With the addition of conventional and draped aerial photography, infrared photography, and artificial aperture side-looking radar, the total information available to ERTS exceeded two million images, with new input on the order of thirty images an hour. All this information had to be catalogued, stored, and made available for instantaneous retrieval. ERTS was like a library which acquired seven hundred new books a day. It was not surprising that the librarians worked at fever pitch around the clock.
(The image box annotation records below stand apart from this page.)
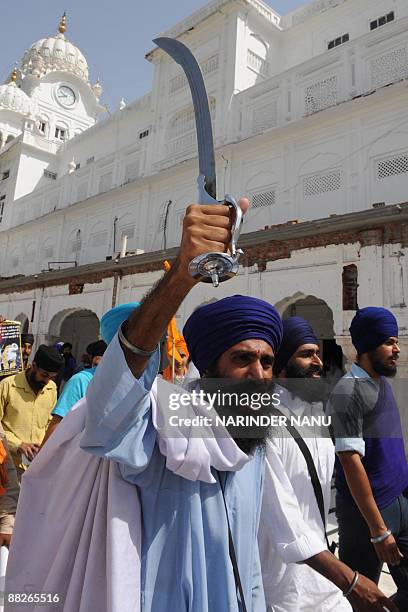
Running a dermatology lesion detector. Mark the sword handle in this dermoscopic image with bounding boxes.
[188,175,243,287]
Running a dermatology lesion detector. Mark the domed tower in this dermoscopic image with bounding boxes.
[15,13,102,143]
[0,13,103,232]
[0,69,37,149]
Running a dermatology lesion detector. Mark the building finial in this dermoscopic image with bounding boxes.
[58,11,67,34]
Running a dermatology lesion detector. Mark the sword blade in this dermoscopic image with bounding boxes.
[153,37,217,199]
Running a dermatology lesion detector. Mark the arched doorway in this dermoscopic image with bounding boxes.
[276,293,346,379]
[49,308,99,361]
[14,312,29,334]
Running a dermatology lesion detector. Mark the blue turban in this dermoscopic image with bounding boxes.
[100,302,140,344]
[350,306,398,355]
[183,295,282,374]
[273,317,319,374]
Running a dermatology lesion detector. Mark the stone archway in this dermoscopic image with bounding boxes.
[14,312,30,334]
[276,292,346,378]
[49,308,99,361]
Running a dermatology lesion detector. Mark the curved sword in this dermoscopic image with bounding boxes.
[153,37,217,204]
[153,37,242,287]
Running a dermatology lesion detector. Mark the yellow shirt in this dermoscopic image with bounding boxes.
[0,372,57,470]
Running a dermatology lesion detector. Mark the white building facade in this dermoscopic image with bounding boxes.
[0,0,408,372]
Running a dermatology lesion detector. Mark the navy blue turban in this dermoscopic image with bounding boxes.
[183,295,282,374]
[350,306,398,355]
[273,317,318,374]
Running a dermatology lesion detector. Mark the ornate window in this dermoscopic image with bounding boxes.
[327,34,350,49]
[342,264,358,310]
[377,153,408,181]
[305,75,337,115]
[370,11,395,30]
[251,189,276,209]
[247,49,269,77]
[370,47,408,89]
[0,195,6,223]
[55,126,68,140]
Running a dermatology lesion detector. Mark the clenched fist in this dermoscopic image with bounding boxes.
[178,198,249,284]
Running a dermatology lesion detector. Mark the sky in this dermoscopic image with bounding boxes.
[0,0,307,112]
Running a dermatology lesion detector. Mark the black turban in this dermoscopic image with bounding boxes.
[21,333,34,345]
[183,295,282,374]
[273,317,318,375]
[33,344,65,372]
[86,340,108,357]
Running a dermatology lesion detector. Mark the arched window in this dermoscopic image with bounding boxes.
[342,264,358,310]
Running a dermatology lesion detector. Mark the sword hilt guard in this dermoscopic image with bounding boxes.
[188,175,243,287]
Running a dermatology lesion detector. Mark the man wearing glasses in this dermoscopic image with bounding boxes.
[0,344,64,479]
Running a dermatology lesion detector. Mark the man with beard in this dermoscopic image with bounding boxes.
[329,307,408,610]
[21,333,34,370]
[0,344,64,478]
[259,317,383,612]
[81,290,282,612]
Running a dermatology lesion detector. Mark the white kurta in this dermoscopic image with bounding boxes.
[258,390,351,612]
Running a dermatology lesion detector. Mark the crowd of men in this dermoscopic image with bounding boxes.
[0,203,408,612]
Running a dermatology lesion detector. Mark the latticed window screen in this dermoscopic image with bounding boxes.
[303,170,341,198]
[370,47,408,89]
[0,196,6,223]
[77,180,88,202]
[44,245,54,259]
[305,76,337,115]
[251,190,276,208]
[159,213,166,232]
[91,231,108,247]
[24,244,35,263]
[120,223,135,240]
[125,159,140,181]
[99,172,112,193]
[247,49,269,77]
[377,153,408,180]
[71,238,82,253]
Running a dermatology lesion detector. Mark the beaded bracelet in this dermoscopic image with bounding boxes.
[370,529,391,544]
[118,323,157,357]
[343,572,360,597]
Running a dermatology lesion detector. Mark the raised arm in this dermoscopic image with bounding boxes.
[122,199,242,378]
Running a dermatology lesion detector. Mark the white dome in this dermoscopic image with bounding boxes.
[21,32,88,82]
[0,81,35,116]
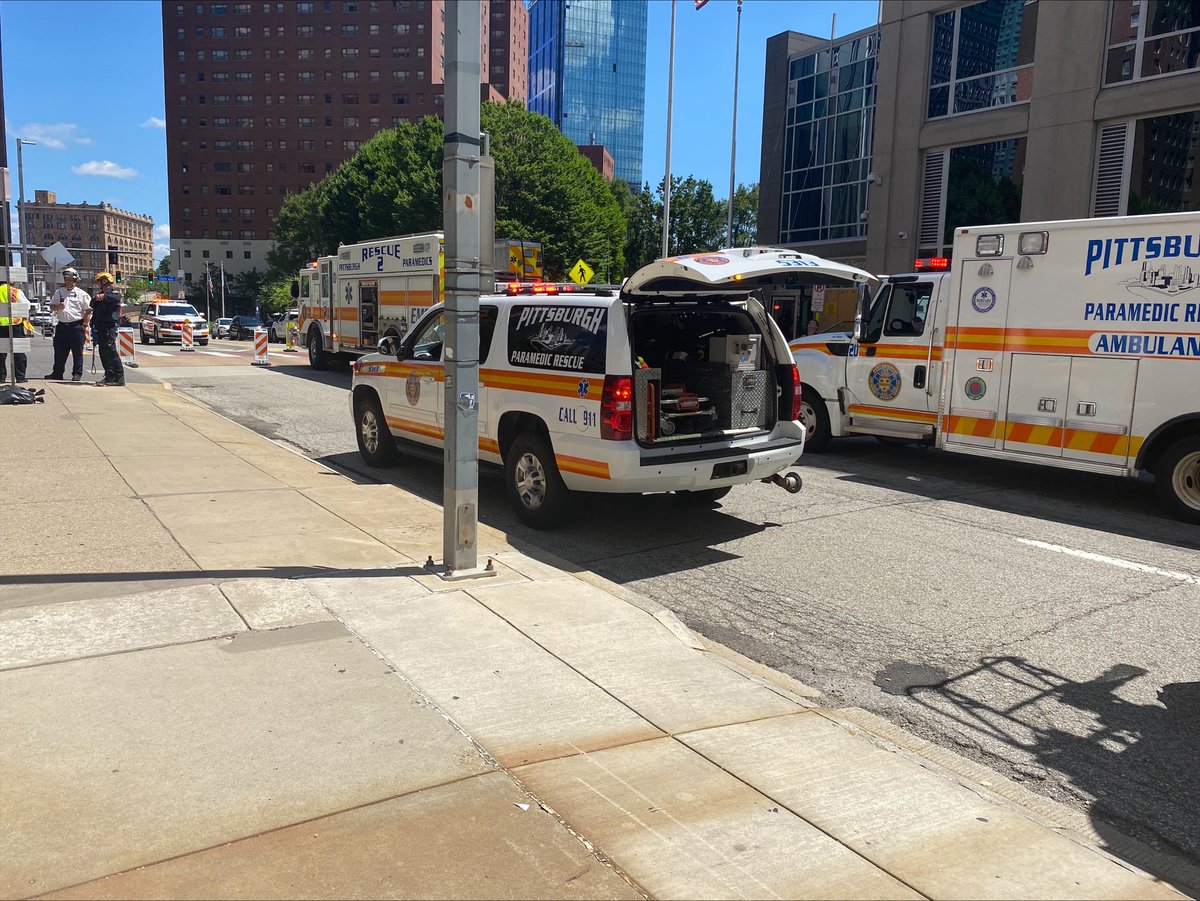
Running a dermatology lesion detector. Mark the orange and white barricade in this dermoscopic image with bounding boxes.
[116,329,138,370]
[250,329,271,366]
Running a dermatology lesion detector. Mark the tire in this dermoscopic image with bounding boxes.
[308,328,329,370]
[1154,434,1200,523]
[800,388,833,453]
[676,485,733,506]
[354,395,398,468]
[504,432,571,529]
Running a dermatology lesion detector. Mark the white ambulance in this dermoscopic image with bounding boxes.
[350,247,870,528]
[293,232,445,370]
[791,212,1200,522]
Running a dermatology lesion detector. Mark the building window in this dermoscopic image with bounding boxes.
[1104,2,1200,84]
[926,0,1038,119]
Visitors to ERTS never seemed to realize that even with computers, such data-handling capacity would have been impossible ten years earlier. Nor did visitors understand the basic nature of the ERTS information-they assumed that the pictures on the screens were photographic, although they were not.

Photography was a nineteenth-century chemical system for recording information using light-sensitive silver salts. ERTS utilized a twentieth-century electronic system for recording information, analogous to chemical photographs, but very different. Instead of cameras, ERTS used multi-spectral scanners; instead of film, they used CCTs-computer compatible tapes. In fact, ERTS did not bother with “pictures” as they were ordinarily understood from old-fashioned photographic technology. ERTS bought “data scans” which they converted to “data displays,” as the need arose.

Since the ERTS images were just electrical signals recorded on magnetic tape, a great variety of electrical image manipulation was possible. ERTS had 837 computer programs to alter imagery: to enhance it, to eliminate unwanted elements, to bring out details. Ross used fourteen programs on the Congo videotape-particularly on the static-filled section in which the hand and face appeared, just before the antenna was smashed.

First she earned out what was called a “wash cycle,” getting rid of the static. She identified the static lines as occurring at specific scan positions, and having a specific gray-scale value. She instructed the computer to cancel those lines.